The SEEMA Method

Five steps to inclusive leadership

SEEMA Method put human dignity at the center. When you place employees at the center and make diversity and equality about them, you will earn their respect. Through good diversity management, you apply diversity and cultural differences among employees to create value.

When we talk about leading a diverse staff of employees, we can also talk about the leader’s degree of diversity- maturity. The SEEMA Method identifies the individual leader’s layers of diversity. You will want to allow your employees to be themselves, to help them grow and expand their potential, insight, and diversity competence at work.

SEEING
We need to see past the labels we put on people—gender, race, nationality, disability, sexual orientation, age—to the real person underneath. We need to have this as a goal, to see the unique and beautiful individuals.
ENGAGING
Each of us knows how it feels to be in the minority because each of us has been in that position at one time or another; this means that we have within us the ability to deal with diversity. The SEEMA Method is all about harnessing this ability to be better at engaging with others in confidence so that we can identify with their experience.
EQUALIZING
The SEEMA Method goes even further. It guides us to move beyond what we have in common with others and embrace each individual’s uniqueness.

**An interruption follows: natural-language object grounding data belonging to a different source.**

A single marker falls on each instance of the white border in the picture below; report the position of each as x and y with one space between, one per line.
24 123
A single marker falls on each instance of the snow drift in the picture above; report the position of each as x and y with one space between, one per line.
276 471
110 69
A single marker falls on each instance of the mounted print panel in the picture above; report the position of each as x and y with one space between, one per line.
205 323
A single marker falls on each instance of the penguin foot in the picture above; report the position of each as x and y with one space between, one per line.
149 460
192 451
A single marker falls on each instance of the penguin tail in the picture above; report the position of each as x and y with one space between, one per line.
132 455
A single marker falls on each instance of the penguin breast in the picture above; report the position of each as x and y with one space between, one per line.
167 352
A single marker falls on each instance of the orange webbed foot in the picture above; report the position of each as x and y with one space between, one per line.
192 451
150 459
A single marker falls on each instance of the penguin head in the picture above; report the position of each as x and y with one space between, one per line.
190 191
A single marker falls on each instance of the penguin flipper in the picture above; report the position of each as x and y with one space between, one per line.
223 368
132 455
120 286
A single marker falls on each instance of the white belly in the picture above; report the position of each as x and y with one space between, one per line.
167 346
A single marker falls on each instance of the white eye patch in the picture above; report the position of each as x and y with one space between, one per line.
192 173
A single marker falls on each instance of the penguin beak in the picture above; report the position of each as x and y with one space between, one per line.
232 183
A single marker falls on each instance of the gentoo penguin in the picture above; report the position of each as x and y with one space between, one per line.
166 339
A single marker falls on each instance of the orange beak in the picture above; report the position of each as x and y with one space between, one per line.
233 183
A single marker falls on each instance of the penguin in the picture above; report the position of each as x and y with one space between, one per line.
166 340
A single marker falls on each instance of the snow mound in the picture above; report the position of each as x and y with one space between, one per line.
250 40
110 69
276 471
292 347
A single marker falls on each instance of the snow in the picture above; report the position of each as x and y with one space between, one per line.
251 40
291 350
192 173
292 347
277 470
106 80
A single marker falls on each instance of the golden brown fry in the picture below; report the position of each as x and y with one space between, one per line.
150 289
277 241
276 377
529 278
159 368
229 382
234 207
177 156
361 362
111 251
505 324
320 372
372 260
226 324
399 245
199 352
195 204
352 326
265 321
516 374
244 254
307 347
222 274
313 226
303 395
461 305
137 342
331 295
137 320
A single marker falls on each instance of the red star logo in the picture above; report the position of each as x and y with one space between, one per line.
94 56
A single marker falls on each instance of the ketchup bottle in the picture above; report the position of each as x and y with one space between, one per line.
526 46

Rather than attempting to melt employees into a giant pot of similarity, the most successful companies encourage workers to connect across what they have in common and learn from one another’s different points of view.
MANAGING
It falls to management to set the tone. Leaders develop what we call diversity-maturity. Having built their skills at celebrating both the commonalities and the differences between themselves and others, they develop strategies, action plans, training programs, support schemes, and mentoring schemes to encourage diversity competence in leaders at all levels in their organization and to make all employees responsible for building an inclusive culture in the organization.
ACTING
The organization then stands poised to tap into the full potential of diversity in growing the company in many more
ways than bragging rights about quota numbers. A company that wants to expand abroad, for example, hit new markets, or even just develop more innovative products for a specific clientele back home will find it much easier to do these things if it has reached diversity-maturity.